Есть случаи, когда проявления метаязыковой рефлексии не засвидетельствованы, но набор контекстов, в которых употребляется название какого-либо представителя нечистой силы, позволяет утверждать, что оно «предназначено» для одного определенного режима коммуникации. Так, демоним вергой 'черт', который сопоставляется с фин. verkanen 'то же', карел. verka, verga [Мызников 2004: 145], зафиксирован в нескольких лексикографических источниках с разницей как минимум в 70 лет только в «проклинающих» контекстах: карел. Пой к вéргою, Неси тя вéргой, Вéргой тя носит [СРГК (1): 173], олон. Пой в вéргой [Куликовский 1898: 9]. Не употребляется вне экспрессивных формул и слово синий, зафиксированное в Костромской области, при этом контексты могут быть как проклинающими (костром. Ну его туда к стему: «Ну его туда к синему! — это значит, иди к лешему» [ЛКТЭ]), так и имеющими другие целеустановки: На кой синий, Какого тебе синего, Синий знает [ЛКТЭ].

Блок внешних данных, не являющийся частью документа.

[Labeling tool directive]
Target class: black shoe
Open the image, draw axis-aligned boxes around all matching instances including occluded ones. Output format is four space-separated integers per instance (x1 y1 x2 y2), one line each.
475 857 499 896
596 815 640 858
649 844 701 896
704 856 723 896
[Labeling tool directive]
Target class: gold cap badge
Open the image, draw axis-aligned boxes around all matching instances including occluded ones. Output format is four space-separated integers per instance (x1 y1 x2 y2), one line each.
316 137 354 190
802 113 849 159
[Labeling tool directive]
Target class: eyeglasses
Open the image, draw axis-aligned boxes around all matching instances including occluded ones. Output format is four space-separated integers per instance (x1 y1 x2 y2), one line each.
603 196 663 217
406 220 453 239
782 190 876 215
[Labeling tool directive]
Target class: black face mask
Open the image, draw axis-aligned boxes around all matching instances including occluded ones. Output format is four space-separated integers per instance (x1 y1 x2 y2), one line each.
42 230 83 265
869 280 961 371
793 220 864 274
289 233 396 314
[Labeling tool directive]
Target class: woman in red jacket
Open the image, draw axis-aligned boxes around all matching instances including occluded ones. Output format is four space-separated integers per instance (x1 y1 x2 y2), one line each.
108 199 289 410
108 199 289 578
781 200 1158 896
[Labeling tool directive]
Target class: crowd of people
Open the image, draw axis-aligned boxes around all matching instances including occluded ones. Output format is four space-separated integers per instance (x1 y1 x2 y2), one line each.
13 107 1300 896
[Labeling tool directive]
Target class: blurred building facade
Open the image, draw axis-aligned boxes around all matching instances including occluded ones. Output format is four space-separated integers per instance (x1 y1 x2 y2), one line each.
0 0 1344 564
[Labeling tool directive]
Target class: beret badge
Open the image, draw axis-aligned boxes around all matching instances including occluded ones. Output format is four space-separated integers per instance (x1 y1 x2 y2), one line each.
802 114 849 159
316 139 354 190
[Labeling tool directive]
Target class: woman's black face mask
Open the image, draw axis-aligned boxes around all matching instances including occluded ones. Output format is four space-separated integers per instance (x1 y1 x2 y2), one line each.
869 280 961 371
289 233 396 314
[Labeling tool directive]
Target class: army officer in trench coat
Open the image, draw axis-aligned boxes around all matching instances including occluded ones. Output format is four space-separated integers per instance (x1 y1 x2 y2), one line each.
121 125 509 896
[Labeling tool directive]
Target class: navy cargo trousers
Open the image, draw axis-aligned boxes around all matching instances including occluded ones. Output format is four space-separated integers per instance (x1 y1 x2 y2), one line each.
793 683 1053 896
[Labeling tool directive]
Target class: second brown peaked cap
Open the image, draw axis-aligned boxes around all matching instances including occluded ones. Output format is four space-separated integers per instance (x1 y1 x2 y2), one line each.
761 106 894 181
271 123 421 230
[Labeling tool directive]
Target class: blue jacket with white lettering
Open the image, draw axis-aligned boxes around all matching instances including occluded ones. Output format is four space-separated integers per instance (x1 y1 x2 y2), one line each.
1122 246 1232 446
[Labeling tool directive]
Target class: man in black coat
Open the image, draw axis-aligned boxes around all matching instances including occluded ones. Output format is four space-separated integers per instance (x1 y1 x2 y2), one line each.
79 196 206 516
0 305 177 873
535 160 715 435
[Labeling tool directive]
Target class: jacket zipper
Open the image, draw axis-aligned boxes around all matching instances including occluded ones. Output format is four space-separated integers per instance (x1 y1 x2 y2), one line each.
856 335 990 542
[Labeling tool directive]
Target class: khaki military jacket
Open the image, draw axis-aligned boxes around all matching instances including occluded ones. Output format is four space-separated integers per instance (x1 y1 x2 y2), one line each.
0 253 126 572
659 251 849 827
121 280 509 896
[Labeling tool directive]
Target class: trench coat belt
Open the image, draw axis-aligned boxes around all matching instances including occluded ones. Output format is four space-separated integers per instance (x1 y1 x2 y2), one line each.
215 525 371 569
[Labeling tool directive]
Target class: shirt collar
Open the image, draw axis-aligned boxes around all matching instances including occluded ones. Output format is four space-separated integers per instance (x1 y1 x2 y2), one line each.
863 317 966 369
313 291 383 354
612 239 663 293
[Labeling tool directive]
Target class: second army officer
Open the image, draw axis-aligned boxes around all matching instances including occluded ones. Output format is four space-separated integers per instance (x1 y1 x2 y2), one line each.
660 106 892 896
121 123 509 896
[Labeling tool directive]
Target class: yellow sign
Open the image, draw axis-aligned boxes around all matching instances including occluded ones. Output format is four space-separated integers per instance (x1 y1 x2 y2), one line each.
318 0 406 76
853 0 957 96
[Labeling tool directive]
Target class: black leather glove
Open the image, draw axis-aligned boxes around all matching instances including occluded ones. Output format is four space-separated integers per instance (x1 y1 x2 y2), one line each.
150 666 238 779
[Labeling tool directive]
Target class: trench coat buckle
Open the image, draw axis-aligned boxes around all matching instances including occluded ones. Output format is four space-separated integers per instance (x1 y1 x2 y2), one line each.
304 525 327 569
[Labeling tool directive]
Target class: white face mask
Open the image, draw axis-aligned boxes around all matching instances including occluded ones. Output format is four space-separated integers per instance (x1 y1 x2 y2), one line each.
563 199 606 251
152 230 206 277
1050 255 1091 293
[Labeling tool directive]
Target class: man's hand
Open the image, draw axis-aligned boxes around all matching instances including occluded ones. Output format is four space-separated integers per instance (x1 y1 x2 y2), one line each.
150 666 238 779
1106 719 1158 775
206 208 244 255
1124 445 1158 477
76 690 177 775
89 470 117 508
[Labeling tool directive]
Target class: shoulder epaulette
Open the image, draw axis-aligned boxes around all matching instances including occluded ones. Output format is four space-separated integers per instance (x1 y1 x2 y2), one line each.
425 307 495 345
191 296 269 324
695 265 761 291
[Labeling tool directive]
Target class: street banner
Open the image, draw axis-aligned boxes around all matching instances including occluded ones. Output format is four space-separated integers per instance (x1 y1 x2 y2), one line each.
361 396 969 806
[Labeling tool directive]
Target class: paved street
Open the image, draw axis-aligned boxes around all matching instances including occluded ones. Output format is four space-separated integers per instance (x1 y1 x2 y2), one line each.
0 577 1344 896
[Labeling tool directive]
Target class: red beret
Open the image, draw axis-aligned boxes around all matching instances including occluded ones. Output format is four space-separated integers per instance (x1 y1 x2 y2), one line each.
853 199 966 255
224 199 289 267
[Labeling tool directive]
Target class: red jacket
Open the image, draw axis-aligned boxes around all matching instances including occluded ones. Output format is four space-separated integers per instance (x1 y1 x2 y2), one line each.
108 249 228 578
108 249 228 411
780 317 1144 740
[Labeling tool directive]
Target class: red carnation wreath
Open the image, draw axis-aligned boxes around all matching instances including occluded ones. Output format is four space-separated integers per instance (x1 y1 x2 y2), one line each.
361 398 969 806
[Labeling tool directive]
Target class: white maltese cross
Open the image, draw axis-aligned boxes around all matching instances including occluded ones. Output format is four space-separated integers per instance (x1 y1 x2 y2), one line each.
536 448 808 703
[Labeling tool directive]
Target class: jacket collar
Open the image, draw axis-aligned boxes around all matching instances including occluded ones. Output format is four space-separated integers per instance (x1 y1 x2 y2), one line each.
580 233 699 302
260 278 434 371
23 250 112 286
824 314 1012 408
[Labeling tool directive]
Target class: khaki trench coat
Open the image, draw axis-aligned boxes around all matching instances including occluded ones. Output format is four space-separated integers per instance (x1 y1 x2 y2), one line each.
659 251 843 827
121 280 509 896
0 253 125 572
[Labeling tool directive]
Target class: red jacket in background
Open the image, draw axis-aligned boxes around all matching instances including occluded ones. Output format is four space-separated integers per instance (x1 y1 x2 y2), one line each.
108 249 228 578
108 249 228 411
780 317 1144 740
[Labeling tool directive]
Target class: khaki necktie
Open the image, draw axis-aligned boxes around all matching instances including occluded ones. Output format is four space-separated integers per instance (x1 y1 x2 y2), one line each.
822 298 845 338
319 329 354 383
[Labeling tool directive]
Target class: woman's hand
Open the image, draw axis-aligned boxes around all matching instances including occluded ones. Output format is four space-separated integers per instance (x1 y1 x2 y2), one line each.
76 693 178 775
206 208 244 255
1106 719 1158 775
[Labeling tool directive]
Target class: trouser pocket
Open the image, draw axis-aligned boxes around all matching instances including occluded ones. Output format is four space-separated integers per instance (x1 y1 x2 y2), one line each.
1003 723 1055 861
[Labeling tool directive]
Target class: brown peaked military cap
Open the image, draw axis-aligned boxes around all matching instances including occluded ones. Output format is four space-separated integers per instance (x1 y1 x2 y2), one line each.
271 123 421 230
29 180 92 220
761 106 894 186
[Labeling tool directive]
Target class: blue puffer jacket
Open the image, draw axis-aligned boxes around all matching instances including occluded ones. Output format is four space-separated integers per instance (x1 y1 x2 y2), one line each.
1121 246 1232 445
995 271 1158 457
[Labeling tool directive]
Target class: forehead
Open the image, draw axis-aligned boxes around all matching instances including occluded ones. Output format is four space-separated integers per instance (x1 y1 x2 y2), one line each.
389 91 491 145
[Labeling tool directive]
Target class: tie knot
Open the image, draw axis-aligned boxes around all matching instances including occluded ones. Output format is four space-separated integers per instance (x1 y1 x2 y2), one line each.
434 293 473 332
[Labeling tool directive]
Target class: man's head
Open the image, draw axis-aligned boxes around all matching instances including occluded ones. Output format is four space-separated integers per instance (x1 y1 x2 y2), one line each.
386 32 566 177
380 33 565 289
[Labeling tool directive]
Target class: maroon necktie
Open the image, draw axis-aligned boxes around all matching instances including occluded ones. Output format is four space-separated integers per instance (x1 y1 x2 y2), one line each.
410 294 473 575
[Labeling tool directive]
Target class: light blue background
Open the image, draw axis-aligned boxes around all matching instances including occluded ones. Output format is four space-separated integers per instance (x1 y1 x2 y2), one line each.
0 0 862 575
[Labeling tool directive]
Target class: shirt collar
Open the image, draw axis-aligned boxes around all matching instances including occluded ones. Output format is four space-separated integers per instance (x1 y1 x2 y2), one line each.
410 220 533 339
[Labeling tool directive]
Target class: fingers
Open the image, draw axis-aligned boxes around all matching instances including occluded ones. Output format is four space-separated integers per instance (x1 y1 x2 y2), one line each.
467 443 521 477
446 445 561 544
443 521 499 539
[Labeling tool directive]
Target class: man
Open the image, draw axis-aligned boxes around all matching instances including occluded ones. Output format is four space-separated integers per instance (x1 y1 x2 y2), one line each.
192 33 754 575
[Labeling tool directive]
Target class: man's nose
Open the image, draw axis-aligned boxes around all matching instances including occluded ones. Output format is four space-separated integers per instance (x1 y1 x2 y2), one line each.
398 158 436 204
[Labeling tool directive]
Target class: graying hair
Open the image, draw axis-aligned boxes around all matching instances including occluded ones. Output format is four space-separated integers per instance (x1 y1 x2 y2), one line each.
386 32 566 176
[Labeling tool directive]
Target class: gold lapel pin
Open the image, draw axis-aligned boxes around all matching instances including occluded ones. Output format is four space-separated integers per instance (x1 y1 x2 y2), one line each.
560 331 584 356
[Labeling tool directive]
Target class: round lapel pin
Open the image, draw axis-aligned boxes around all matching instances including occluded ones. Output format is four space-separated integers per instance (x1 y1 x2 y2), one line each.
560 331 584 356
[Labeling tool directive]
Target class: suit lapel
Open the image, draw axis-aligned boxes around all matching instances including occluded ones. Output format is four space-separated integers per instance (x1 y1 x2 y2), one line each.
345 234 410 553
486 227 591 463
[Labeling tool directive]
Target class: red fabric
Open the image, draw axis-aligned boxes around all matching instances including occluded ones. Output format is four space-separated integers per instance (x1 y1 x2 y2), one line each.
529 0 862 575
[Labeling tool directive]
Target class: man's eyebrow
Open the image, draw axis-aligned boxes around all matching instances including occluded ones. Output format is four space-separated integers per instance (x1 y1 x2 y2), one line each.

Описанные выше тенденции — восприятия эвфемизмов как «смягчающих» проклятие и, наоборот, «усиливающих» его — обусловливает то обстоя-

11 Составители АОС дают при этом контексте такой комментарий: «Чёрт — более сильная брань, чем жихорь».

тельство, что одно и то же слово может считаться то «нарративным», то «диалоговым», ср. вологод. вялый эвфем. 'черт': «Нашкодит ребёнок-от, поддашь под задницу-то — от, вялый тебя забери»; «Вялым не ругали, вялым грешно было» [СГРС (2): 288]. Эти контексты записаны в соседних деревнях Белозерского района (соответственно Задней и Средней).

Интересный пример демонстрирует переход лексемы из проклятий в нарративный режим. В архангельских говорах фиксируется слово желвак 'черт', которое употребляется в качестве эвфемизма черта: «Нецистого желваком зовём, цтобы цёрт не говорить» [СГРС (3): 348]; «Йесьли человек не закрылся, йево жэлвак унесьти можэт. Унесёт йего жылвак, йесли не закрылся от чёрной силы»; «Ф самом Йемецке ходят, там какой жэлваг бродит» [АОС (13): 271]. Этот демоним, по всей видимости, «перекочевал» из проклятий типа арханг. Понеси тебя желвак [Там же: 271-272], в которых изначально обозначал болезненное состояние — 'вздутие под кожей, опухоль, нарыв' [Там же: 271].

Можно ли — при всей многоаспектности и «протеистичности» лингво-прагматики проклятий — выделить какие-то закономерности, которые диктуют распределение демонимов между режимами коммуникации?

Некоторые закономерности есть. Так, выбор демонима для проклятия нередко определяется наличием маркеров экспрессии во внутренней форме слова: «Являясь эмфатическими по самой своей природе, бранные выражения нередко включают образования, экспрессивно маркированные определенным набором словообразовательных средств: сатанила, демонюга, вражня, вражон,лешня, чертеня, чертище» [Черепанова 1983: 74-75]. Таким образом, диалоговый режим коммуникации требует от демонима словообразовательной экспрессии. Кроме того, дополнительная экспрессия может создаваться за счет лексических «добавок»: костром. Да унеси тебя змеев леший [ЛКТЭ], арханг. Клешой матери езжай [АОС (13): 79] и т. д.

В то же время демонимы в «задабривающих» словообразовательных формах имеют меньше шансов попасть в бранные формулы. Скажем, «ласковые» наименования лешего (вроде яросл. мужичок [СРНГ (18): 334]; вят. долгий дядюшка [СРНГ (8): 106], нижегор., сарат. дикенький мужичок [Там же: 56], вят. дедюшка лесной [СРНГ (7): 332], яросл., оренб. луканька [СРНГ (17): 388] и др.) в проклятиях, кажется, не фиксируются. Это ясно: их возможное использование создавало бы контраст между «грозной» целеустановкой и лексическими средствами, ее реализующими (хотя см. единичное дон. Дедка его побери [СРНГ (7): 205]).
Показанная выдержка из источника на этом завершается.